All good Paul, no probs with Kanga, far from it, but I know what you mean.
Thanks.
Thanks Steve… Whether paul walter was referring to me or not is moot, but nonetheless, I totally reject the label ‘troll’ being slapped on my forehead and in all my years of commenting online I’ve never been accused as such of that odious title…. apart from an American redneck some twenty years ago who I wound up to the extent he said he was going to come to Australia and hunt me down.
We’re good, you know that.
Good God, Canguro, you are the LAST person here I would call a troll.
But I’ve enjoyed some of the exchanges- better than some for depth.
If it will make any of you feel better, a tutor once called me out for being “prolixious”.
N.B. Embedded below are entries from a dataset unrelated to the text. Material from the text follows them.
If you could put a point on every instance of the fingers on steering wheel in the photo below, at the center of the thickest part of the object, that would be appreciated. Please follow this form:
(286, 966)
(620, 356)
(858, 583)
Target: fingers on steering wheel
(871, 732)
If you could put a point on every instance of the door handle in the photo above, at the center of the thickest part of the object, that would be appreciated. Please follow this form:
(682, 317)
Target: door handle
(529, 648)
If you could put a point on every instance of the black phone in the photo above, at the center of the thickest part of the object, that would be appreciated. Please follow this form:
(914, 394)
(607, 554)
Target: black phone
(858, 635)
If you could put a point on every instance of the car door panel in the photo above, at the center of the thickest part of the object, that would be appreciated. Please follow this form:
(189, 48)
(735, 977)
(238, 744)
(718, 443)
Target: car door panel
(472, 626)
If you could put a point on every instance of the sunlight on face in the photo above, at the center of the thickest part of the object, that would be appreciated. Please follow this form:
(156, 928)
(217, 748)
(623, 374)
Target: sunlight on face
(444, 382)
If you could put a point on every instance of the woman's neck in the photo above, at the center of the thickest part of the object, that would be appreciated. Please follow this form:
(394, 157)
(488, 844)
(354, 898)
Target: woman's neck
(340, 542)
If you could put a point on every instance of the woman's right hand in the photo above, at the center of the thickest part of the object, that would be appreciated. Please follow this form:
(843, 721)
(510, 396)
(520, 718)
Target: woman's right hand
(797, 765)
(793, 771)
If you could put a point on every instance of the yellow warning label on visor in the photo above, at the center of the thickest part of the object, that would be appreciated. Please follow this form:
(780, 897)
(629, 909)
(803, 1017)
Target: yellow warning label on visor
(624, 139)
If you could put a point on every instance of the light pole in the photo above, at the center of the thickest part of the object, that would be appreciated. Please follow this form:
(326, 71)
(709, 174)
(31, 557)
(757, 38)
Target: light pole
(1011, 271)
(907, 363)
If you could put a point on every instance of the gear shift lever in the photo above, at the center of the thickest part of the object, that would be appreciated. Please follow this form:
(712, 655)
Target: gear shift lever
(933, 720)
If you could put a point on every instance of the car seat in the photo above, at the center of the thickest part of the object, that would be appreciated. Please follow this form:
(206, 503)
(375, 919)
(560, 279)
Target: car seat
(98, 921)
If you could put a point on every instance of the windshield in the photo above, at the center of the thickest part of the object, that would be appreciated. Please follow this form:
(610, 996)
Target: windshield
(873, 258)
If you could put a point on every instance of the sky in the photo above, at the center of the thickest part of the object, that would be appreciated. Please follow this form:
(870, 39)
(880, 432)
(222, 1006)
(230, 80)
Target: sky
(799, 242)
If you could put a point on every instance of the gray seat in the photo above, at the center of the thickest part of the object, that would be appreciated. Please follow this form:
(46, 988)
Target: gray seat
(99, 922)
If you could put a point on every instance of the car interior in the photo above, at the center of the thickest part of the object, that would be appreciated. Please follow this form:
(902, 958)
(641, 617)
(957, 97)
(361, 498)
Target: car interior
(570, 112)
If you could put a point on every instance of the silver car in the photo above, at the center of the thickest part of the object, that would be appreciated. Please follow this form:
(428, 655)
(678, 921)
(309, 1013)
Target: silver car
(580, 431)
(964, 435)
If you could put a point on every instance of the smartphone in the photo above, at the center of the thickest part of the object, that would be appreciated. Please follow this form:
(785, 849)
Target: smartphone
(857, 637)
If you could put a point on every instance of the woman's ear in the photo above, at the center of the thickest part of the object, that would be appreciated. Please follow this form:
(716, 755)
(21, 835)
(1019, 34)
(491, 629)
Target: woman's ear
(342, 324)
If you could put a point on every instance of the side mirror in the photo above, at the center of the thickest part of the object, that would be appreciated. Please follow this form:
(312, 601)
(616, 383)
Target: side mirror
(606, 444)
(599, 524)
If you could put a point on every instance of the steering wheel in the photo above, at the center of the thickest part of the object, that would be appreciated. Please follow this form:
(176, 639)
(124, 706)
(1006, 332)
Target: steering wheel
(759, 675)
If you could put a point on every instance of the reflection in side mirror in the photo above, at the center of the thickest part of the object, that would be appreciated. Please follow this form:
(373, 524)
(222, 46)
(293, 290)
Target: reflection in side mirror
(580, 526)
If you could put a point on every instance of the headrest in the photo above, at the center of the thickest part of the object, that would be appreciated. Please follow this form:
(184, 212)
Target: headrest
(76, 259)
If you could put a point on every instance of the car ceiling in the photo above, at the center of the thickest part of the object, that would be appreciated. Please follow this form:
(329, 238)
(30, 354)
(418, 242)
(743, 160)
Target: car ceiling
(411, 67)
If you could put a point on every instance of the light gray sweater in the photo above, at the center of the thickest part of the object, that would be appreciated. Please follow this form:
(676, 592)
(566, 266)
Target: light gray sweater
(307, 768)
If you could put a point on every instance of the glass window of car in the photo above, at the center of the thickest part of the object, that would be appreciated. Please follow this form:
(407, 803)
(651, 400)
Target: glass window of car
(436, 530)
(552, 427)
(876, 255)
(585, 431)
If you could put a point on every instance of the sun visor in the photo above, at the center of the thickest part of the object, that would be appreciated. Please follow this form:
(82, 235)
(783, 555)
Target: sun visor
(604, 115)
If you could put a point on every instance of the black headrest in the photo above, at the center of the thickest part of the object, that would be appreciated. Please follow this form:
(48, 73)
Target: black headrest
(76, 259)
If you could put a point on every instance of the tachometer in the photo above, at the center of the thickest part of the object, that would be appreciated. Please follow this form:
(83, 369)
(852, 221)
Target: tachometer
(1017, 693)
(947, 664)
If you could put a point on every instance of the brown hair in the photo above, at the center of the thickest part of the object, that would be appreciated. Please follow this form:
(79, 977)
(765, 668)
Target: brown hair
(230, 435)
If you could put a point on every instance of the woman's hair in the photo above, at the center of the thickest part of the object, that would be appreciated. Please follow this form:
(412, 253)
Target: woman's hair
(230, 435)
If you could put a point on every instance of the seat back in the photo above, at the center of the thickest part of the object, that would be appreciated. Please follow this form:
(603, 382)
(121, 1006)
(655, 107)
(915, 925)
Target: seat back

I forgave her, but only just…
Thanks paul, it’s appreciated!
On September 17th, 1959, the president of the USSR, Nikita Khrushchev, addressed the United Nations in New York and called for multilateral disarmament over a four-year timeframe as a means towards ensuring global peace and stability. The following day, the NYSE plunged $1.7 billion dollars in value.
Pretty much tells you all you need to know about priorities in the USA, where profit trumps all and the armaments industries have been elevated to the status of revered entities.
Above reference excerpted from the 2024 documentary, Soundtrack to a Coup d’Etat, which, as is so often the case, is a case study in western exploitation of Third World countries, showcasing as it does the willingness of western powers to usurp democratically elected governments who fail to toady to Uncle Sam or his European flunkies.
Having regard to Canguro’s comment “…about priorities in the USA”, (with which I agree), a good mate – considerably better informed than myself, sent me the link below to a long article on the causes of the current conflict, the subject of this thread.
https://janataweekly.org/the-war-in-ukraine-a-history-how-the-u-s-exploited-fractures-in-the-post-soviet-order/
It took me well over an hour to digest the article (helped by a large pot of tea), but the effort was worthwhile. The fact that the article appears in “India’s oldest Socialist Weekly!” might be sufficient to deter some readers; but I respectfully suggest perseverance.
Julian, that’s a great article, and a great resource.
It’s helpful when links are provided to sources.
Following links can turn up unexpected treasures.